Dans le cadre de cette affaire, le fondateur de l’EIPR Hossam Bahgat est visé par une interdiction de voyager depuis 2016 et ses avoirs sont gelés. Au moins 30 autres défenseur·e·s des droits humains sont interdits de déplacement et neuf font l’objet d’un gel de leurs avoirs.
L’Initiative égyptienne pour les droits de la personne (EIPR) a été créée en 2002. Elle s’appuie sur des recherches, la documentation, l’assistance juridique, les actions à visée stratégique et le travail de plaidoyer pour son travail sur les libertés civiles, les droits économiques et sociaux et la justice pénale. Elle s’attache notamment à rendre compte des droits des minorités religieuses en Égypte, à recueillir des informations sur les violences motivées par l’intolérance religieuse, à défendre les membres de la communauté LGBT+ poursuivis en justice et à apporter son conseil en matière de lois relatives à la santé mentale.
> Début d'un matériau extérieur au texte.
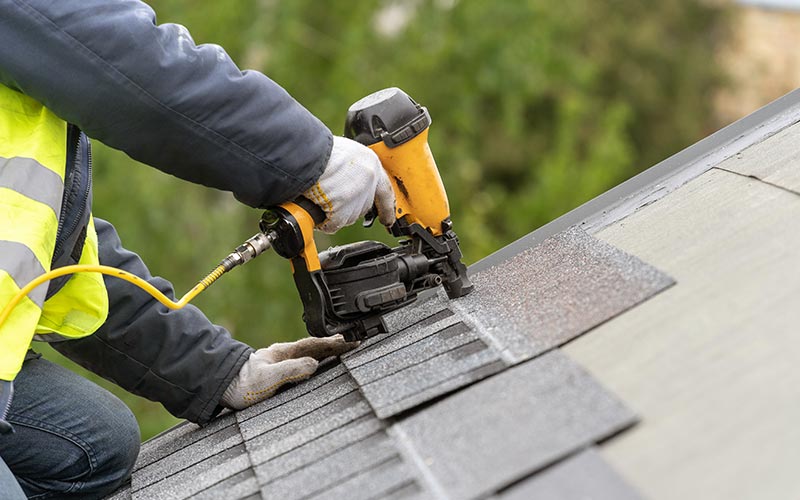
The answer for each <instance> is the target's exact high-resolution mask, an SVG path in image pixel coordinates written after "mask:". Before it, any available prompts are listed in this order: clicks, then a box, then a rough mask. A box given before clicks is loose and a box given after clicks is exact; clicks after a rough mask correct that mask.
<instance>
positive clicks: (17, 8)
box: [0, 0, 332, 207]
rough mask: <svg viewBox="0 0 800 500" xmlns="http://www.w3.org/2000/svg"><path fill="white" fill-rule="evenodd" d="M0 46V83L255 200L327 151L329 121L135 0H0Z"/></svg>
mask: <svg viewBox="0 0 800 500" xmlns="http://www.w3.org/2000/svg"><path fill="white" fill-rule="evenodd" d="M0 46H2V47H3V49H2V50H0V83H3V84H5V85H6V86H9V87H12V88H15V89H17V90H19V91H21V92H23V93H25V94H27V95H29V96H31V97H33V98H34V99H37V100H38V101H40V102H42V103H43V104H44V105H45V106H47V107H48V108H50V109H51V110H53V111H54V112H55V113H56V114H57V115H59V116H60V117H61V118H63V119H64V120H66V121H68V122H71V123H74V124H76V125H78V126H79V127H80V128H81V129H83V131H84V132H86V134H87V135H89V136H90V137H94V138H96V139H99V140H101V141H102V142H104V143H105V144H107V145H109V146H111V147H114V148H117V149H120V150H122V151H124V152H126V153H127V154H128V155H129V156H131V157H133V158H135V159H137V160H139V161H142V162H144V163H147V164H149V165H151V166H154V167H156V168H158V169H160V170H162V171H164V172H167V173H170V174H173V175H175V176H177V177H181V178H183V179H186V180H188V181H191V182H195V183H198V184H204V185H206V186H211V187H214V188H218V189H223V190H227V191H231V192H233V193H234V195H235V196H236V197H237V198H238V199H239V200H240V201H242V202H244V203H246V204H248V205H251V206H254V207H265V206H268V205H274V204H276V203H280V202H283V201H286V200H287V199H291V198H294V197H295V196H296V195H298V194H300V193H302V192H303V191H305V189H307V188H308V187H310V186H311V185H312V184H313V183H314V182H315V181H316V179H317V178H318V177H319V176H320V175H321V173H322V171H323V169H324V168H325V165H326V163H327V160H328V156H329V155H330V150H331V146H332V136H331V133H330V131H329V130H328V129H327V128H326V127H325V126H324V125H323V124H322V123H321V122H320V121H319V120H317V119H316V118H315V117H314V116H313V115H312V114H311V113H309V112H308V111H307V110H306V109H305V108H303V107H302V106H301V105H300V104H298V103H297V102H296V101H295V100H294V99H293V98H292V97H291V96H290V95H289V94H288V93H287V92H286V91H285V90H283V89H282V88H281V87H280V86H278V85H277V84H276V83H275V82H273V81H272V80H270V79H269V78H267V77H266V76H264V75H263V74H261V73H259V72H257V71H240V70H239V68H237V66H236V65H235V64H234V63H233V61H232V60H231V59H230V57H229V56H228V54H227V53H226V52H225V51H224V50H223V49H222V48H221V47H219V46H216V45H199V46H196V45H195V44H194V42H193V40H192V38H191V36H190V35H189V32H188V31H187V30H186V28H184V27H183V26H180V25H176V24H163V25H160V26H159V25H156V20H155V14H154V12H153V11H152V9H150V7H148V6H147V5H145V4H144V3H142V2H139V1H137V0H117V1H110V0H60V1H51V0H0Z"/></svg>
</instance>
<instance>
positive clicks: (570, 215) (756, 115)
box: [469, 89, 800, 273]
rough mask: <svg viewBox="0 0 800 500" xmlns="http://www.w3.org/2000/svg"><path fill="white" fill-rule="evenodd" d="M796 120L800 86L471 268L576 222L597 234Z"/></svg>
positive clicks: (490, 254) (797, 111)
mask: <svg viewBox="0 0 800 500" xmlns="http://www.w3.org/2000/svg"><path fill="white" fill-rule="evenodd" d="M798 122H800V89H797V90H794V91H792V92H790V93H788V94H786V95H785V96H783V97H781V98H779V99H776V100H775V101H773V102H771V103H769V104H767V105H766V106H764V107H762V108H760V109H758V110H756V111H754V112H753V113H751V114H749V115H747V116H745V117H744V118H741V119H740V120H737V121H735V122H733V123H732V124H730V125H728V126H726V127H724V128H722V129H720V130H718V131H717V132H715V133H713V134H712V135H710V136H708V137H706V138H705V139H702V140H700V141H699V142H697V143H695V144H693V145H691V146H689V147H687V148H686V149H684V150H682V151H680V152H678V153H676V154H674V155H673V156H670V157H669V158H667V159H666V160H664V161H662V162H660V163H657V164H656V165H654V166H653V167H650V168H648V169H647V170H645V171H643V172H642V173H640V174H638V175H636V176H634V177H631V178H630V179H628V180H627V181H625V182H623V183H622V184H619V185H617V186H615V187H613V188H611V189H609V190H608V191H606V192H605V193H603V194H601V195H599V196H597V197H595V198H593V199H591V200H589V201H587V202H586V203H584V204H583V205H581V206H579V207H577V208H575V209H573V210H571V211H570V212H567V213H566V214H564V215H562V216H561V217H558V218H557V219H554V220H553V221H551V222H548V223H547V224H545V225H544V226H541V227H540V228H538V229H536V230H535V231H533V232H531V233H529V234H527V235H525V236H523V237H522V238H520V239H518V240H516V241H514V242H513V243H510V244H509V245H507V246H505V247H503V248H501V249H500V250H498V251H496V252H494V253H492V254H490V255H488V256H486V257H484V258H483V259H481V260H479V261H477V262H475V263H474V264H472V265H471V266H470V267H469V269H470V272H472V273H475V272H478V271H482V270H484V269H486V268H487V267H490V266H493V265H496V264H499V263H501V262H504V261H506V260H508V259H510V258H511V257H513V256H514V255H517V254H518V253H520V252H522V251H523V250H526V249H527V248H531V247H534V246H536V245H538V244H539V243H541V242H542V241H544V240H545V239H547V238H548V237H550V236H552V235H554V234H556V233H559V232H561V231H563V230H565V229H567V228H568V227H571V226H574V225H578V224H579V225H580V226H581V227H582V228H583V229H585V230H586V231H587V232H589V233H590V234H592V233H596V232H598V231H600V230H601V229H603V228H604V227H606V226H609V225H611V224H613V223H615V222H617V221H619V220H621V219H623V218H625V217H627V216H628V215H630V214H632V213H633V212H635V211H636V210H638V209H639V208H641V207H643V206H645V205H649V204H651V203H653V202H655V201H657V200H659V199H661V198H663V197H664V196H666V195H667V194H669V193H671V192H672V191H675V190H676V189H678V188H679V187H681V186H683V185H684V184H686V183H687V182H689V181H690V180H692V179H694V178H695V177H698V176H699V175H701V174H703V173H704V172H706V171H708V170H709V169H711V168H712V167H713V166H714V165H718V164H719V163H721V162H722V161H724V160H726V159H727V158H730V157H731V156H733V155H735V154H737V153H739V152H740V151H742V150H744V149H745V148H747V147H749V146H752V145H753V144H757V143H759V142H762V141H764V140H765V139H767V138H768V137H770V136H772V135H775V134H777V133H778V132H780V131H781V130H783V129H785V128H786V127H789V126H791V125H794V124H795V123H798Z"/></svg>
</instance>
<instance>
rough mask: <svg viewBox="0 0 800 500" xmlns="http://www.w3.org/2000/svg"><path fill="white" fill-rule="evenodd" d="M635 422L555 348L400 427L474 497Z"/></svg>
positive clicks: (591, 379)
mask: <svg viewBox="0 0 800 500" xmlns="http://www.w3.org/2000/svg"><path fill="white" fill-rule="evenodd" d="M634 422H635V416H634V415H633V414H632V413H631V411H630V410H628V409H627V408H626V407H625V406H624V405H623V404H622V403H621V402H620V401H618V400H617V399H616V398H614V397H613V396H612V395H610V394H609V393H608V392H607V391H606V390H605V389H603V387H602V386H600V385H599V384H598V383H597V382H595V381H594V380H593V379H592V378H591V377H590V376H589V375H588V374H587V373H586V372H585V371H584V370H582V369H581V368H580V367H578V366H577V365H576V364H575V363H573V362H572V361H571V360H570V359H569V358H567V357H566V356H565V355H563V354H561V353H560V352H559V351H553V352H550V353H548V354H545V355H542V356H541V357H539V358H536V359H534V360H531V361H528V362H526V363H523V364H520V365H518V366H516V367H513V368H510V369H508V370H506V371H504V372H502V373H500V374H498V375H496V376H494V377H491V378H489V379H487V380H484V381H481V382H479V383H477V384H474V385H472V386H470V387H468V388H467V389H464V390H462V391H459V392H458V393H456V394H453V395H451V396H450V397H448V398H445V399H443V400H442V401H439V402H437V403H435V404H433V405H432V406H430V407H428V408H425V409H422V410H421V411H419V412H417V413H415V414H413V415H411V416H409V417H407V418H405V419H404V420H402V421H400V422H399V423H398V424H397V425H396V428H397V429H398V430H399V432H398V434H399V435H401V436H402V437H403V439H406V440H408V441H409V442H410V443H411V447H412V448H413V449H414V450H416V453H417V454H418V455H419V457H420V460H421V461H422V462H423V463H424V464H425V465H426V466H427V467H428V468H429V471H430V474H431V475H432V476H433V477H434V478H435V479H436V481H437V482H438V483H439V484H440V485H441V488H442V489H443V490H444V491H445V492H446V493H447V495H448V496H449V497H451V498H453V499H470V498H479V497H481V496H482V495H486V494H489V493H491V492H493V491H496V490H498V489H500V488H502V487H504V486H506V485H508V484H510V483H512V482H514V481H517V480H519V479H521V478H523V477H525V476H527V475H529V474H531V473H533V472H536V471H537V470H539V469H542V468H543V467H546V466H547V465H549V464H551V463H553V462H555V461H557V460H559V459H561V458H564V457H565V456H567V455H569V454H571V453H573V452H575V451H577V450H580V449H581V448H583V447H585V446H587V445H590V444H592V443H595V442H597V441H598V440H601V439H603V438H605V437H607V436H611V435H613V434H615V433H617V432H619V431H621V430H623V429H625V428H627V427H628V426H630V425H632V424H633V423H634Z"/></svg>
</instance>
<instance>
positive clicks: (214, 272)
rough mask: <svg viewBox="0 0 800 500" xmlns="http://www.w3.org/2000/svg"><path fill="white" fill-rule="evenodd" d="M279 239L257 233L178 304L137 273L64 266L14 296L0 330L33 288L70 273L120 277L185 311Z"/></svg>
mask: <svg viewBox="0 0 800 500" xmlns="http://www.w3.org/2000/svg"><path fill="white" fill-rule="evenodd" d="M275 238H276V236H275V234H274V233H269V234H264V233H257V234H255V235H254V236H252V237H251V238H249V239H247V240H246V241H245V242H244V243H242V244H241V245H239V246H238V247H236V249H235V250H234V251H233V252H231V253H230V254H228V256H227V257H225V258H224V259H222V261H221V262H220V263H219V264H218V265H217V267H215V268H214V270H213V271H211V272H210V273H208V274H207V275H206V277H205V278H203V279H201V280H200V281H198V282H197V284H196V285H195V286H194V287H192V289H191V290H189V291H188V292H186V295H184V296H183V297H181V299H180V300H179V301H177V302H175V301H174V300H172V299H170V298H169V297H167V296H166V295H164V294H163V293H161V291H160V290H159V289H157V288H156V287H154V286H153V285H151V284H150V283H148V282H147V281H145V280H143V279H142V278H140V277H138V276H136V275H135V274H131V273H129V272H127V271H123V270H122V269H117V268H116V267H111V266H102V265H87V264H75V265H72V266H64V267H59V268H58V269H53V270H52V271H49V272H46V273H44V274H42V275H41V276H38V277H37V278H35V279H33V280H31V282H30V283H28V284H27V285H25V286H24V287H23V288H22V289H21V290H20V291H19V292H18V293H17V294H16V295H14V297H13V298H12V299H11V301H10V302H9V303H8V304H6V306H5V308H3V311H2V312H0V327H2V326H3V323H5V321H6V319H8V317H9V316H10V315H11V311H13V310H14V308H15V307H17V304H19V302H20V301H21V300H22V299H23V298H24V297H25V296H26V295H28V294H29V293H30V292H31V291H32V290H33V289H34V288H36V287H37V286H39V285H41V284H43V283H45V282H47V281H50V280H52V279H55V278H58V277H60V276H65V275H67V274H75V273H101V274H106V275H108V276H114V277H115V278H119V279H122V280H125V281H127V282H129V283H132V284H134V285H136V286H138V287H139V288H141V289H142V290H144V291H145V292H147V293H149V294H150V295H152V296H153V298H154V299H156V300H157V301H159V302H160V303H162V304H164V305H165V306H167V307H168V308H170V309H173V310H177V309H182V308H183V307H185V306H186V304H188V303H189V302H190V301H191V300H192V299H194V298H195V297H197V296H198V295H199V294H200V292H202V291H203V290H205V289H206V288H208V287H210V286H211V284H212V283H214V282H215V281H217V280H218V279H219V277H220V276H222V275H223V274H225V273H226V272H228V271H230V270H231V269H233V268H234V267H236V266H240V265H242V264H244V263H245V262H249V261H250V260H252V259H254V258H255V257H257V256H258V255H260V254H261V253H262V252H264V251H265V250H267V249H268V248H270V247H271V246H272V241H273V240H274V239H275Z"/></svg>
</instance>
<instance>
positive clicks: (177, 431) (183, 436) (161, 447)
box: [134, 412, 236, 470]
mask: <svg viewBox="0 0 800 500" xmlns="http://www.w3.org/2000/svg"><path fill="white" fill-rule="evenodd" d="M235 424H236V417H235V416H234V414H233V413H231V412H228V413H225V414H224V415H221V416H219V417H217V418H216V419H214V420H213V421H211V422H210V423H209V424H208V425H207V426H205V427H200V426H199V425H195V424H192V423H189V422H184V423H182V424H179V425H176V426H175V427H173V428H172V429H170V430H169V431H167V432H164V433H162V434H159V435H158V436H155V437H154V438H152V439H150V440H148V441H147V442H145V443H143V444H142V449H141V450H140V451H139V457H138V458H137V460H136V466H135V468H134V469H135V470H138V469H141V468H143V467H146V466H147V465H150V464H152V463H153V462H155V461H157V460H160V459H162V458H164V457H166V456H167V455H169V454H171V453H175V452H176V451H178V450H181V449H183V448H186V447H187V446H190V445H192V444H193V443H196V442H198V441H201V440H203V439H205V438H206V437H208V436H210V435H211V434H214V433H217V432H219V431H221V430H222V429H224V428H226V427H229V426H231V425H235Z"/></svg>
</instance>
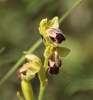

L’EIPR est l’une des rares organisations de défense des droits humains à travailler sur la justice environnementale en Égypte. L’EIPR a récemment publié des documents sur l’augmentation alarmante des exécutions en Égypte ces derniers mois, sur la nécessité d’assurer un accès équitable aux vaccins contre le COVID-19, et sur la protection des victimes et témoins de violences sexuelles.